Again, not so sure about this. I follow many bloggers, and the two most successful are Freddie deBoer and Tyler Cowen. Yet they are polar opposites in terms of content and style. Freddie is a lot more ‘weird’ and revelatory, whereas Tyler does not discuss his personal life at all and is much more reserved. I think, like above, survivorship bias rears its head. Successful weird people like Nicola Tesla are immortalized, but this overlooks the many weirdos who fall through the cracks and are forgotten or ignored. If anything, being weird does not augur well for success, or maybe there is an optimal amount of weirdness. No, unless your job involves staring at data all day, autism is not a superpower. Neurodiversity is not so great.
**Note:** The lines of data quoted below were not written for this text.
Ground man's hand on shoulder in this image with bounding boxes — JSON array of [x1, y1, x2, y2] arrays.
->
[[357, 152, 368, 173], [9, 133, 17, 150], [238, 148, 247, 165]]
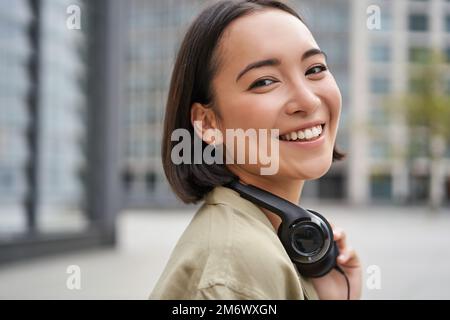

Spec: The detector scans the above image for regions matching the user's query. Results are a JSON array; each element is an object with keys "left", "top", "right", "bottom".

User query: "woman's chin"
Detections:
[{"left": 287, "top": 158, "right": 333, "bottom": 180}]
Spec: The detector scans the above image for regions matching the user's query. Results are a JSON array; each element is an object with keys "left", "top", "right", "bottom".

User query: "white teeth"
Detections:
[
  {"left": 279, "top": 124, "right": 323, "bottom": 141},
  {"left": 304, "top": 129, "right": 313, "bottom": 139},
  {"left": 290, "top": 131, "right": 297, "bottom": 140}
]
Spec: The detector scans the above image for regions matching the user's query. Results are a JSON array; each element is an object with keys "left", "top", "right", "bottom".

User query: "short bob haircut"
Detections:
[{"left": 162, "top": 0, "right": 345, "bottom": 204}]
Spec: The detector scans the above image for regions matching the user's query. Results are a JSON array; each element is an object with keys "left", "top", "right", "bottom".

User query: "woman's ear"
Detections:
[{"left": 190, "top": 102, "right": 222, "bottom": 145}]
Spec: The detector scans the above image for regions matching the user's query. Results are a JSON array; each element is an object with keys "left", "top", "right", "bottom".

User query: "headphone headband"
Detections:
[{"left": 225, "top": 179, "right": 310, "bottom": 224}]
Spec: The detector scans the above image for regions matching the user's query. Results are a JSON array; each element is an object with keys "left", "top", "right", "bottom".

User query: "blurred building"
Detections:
[
  {"left": 345, "top": 0, "right": 450, "bottom": 205},
  {"left": 123, "top": 0, "right": 450, "bottom": 208},
  {"left": 0, "top": 0, "right": 31, "bottom": 233},
  {"left": 0, "top": 0, "right": 124, "bottom": 263},
  {"left": 37, "top": 0, "right": 89, "bottom": 231}
]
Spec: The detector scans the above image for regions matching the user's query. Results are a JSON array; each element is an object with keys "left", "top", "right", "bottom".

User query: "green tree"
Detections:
[{"left": 386, "top": 49, "right": 450, "bottom": 210}]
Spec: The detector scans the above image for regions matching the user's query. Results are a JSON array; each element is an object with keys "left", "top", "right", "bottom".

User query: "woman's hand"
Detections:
[{"left": 310, "top": 225, "right": 362, "bottom": 300}]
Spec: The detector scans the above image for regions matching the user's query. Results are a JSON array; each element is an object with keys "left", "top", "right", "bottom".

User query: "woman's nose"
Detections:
[{"left": 284, "top": 83, "right": 321, "bottom": 115}]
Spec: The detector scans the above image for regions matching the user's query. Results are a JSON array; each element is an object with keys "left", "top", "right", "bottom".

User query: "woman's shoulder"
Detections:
[
  {"left": 150, "top": 189, "right": 309, "bottom": 299},
  {"left": 188, "top": 201, "right": 306, "bottom": 299}
]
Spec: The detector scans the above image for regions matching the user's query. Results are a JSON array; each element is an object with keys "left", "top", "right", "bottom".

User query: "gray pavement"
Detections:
[{"left": 0, "top": 204, "right": 449, "bottom": 299}]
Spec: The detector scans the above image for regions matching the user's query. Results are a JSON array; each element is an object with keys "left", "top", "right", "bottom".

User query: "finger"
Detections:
[
  {"left": 333, "top": 228, "right": 347, "bottom": 251},
  {"left": 333, "top": 227, "right": 345, "bottom": 240},
  {"left": 338, "top": 247, "right": 360, "bottom": 267}
]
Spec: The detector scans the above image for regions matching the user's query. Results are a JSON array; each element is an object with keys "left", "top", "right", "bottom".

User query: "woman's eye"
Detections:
[
  {"left": 305, "top": 65, "right": 328, "bottom": 76},
  {"left": 249, "top": 78, "right": 276, "bottom": 89}
]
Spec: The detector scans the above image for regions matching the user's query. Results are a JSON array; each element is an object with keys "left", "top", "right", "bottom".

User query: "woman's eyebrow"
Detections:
[{"left": 235, "top": 48, "right": 327, "bottom": 83}]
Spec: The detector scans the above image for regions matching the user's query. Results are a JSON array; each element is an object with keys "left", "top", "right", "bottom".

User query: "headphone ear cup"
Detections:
[
  {"left": 278, "top": 220, "right": 337, "bottom": 278},
  {"left": 295, "top": 240, "right": 339, "bottom": 278}
]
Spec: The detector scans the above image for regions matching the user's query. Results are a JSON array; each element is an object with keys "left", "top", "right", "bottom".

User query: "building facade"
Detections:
[
  {"left": 0, "top": 0, "right": 124, "bottom": 263},
  {"left": 347, "top": 0, "right": 450, "bottom": 205},
  {"left": 0, "top": 0, "right": 32, "bottom": 233}
]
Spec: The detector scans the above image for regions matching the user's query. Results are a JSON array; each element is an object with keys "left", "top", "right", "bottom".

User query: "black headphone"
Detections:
[{"left": 225, "top": 179, "right": 339, "bottom": 278}]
I think Mr. deBoer is right that society’s valorization or romanticism of mental illness does a disservice to everyone, including the very people who need help.

‘Convention’ exists, not owing to a lack of originality or a nefarious plot by bureaucrats to instill conformity or snuff out individualism, but because that is what ‘works’ compared to worse alternatives. After you gamble your parent’s money on crypto or sports betting, you finish college and get that boring job, because that is how money is made for the vast majority of people, not the other stuff. Maybe in an ideal world we can all pursue our passions, but this does not exist. The world is too competitive and difficult for it to be any other way.

Overall, I think the most important variable for success at writing is competence. No one wants to waste their time with incompetent people who don’t know what they are talking about. If you come off as competent, you can be forgiven for a lot even if you color outside of the ideological lines and what not.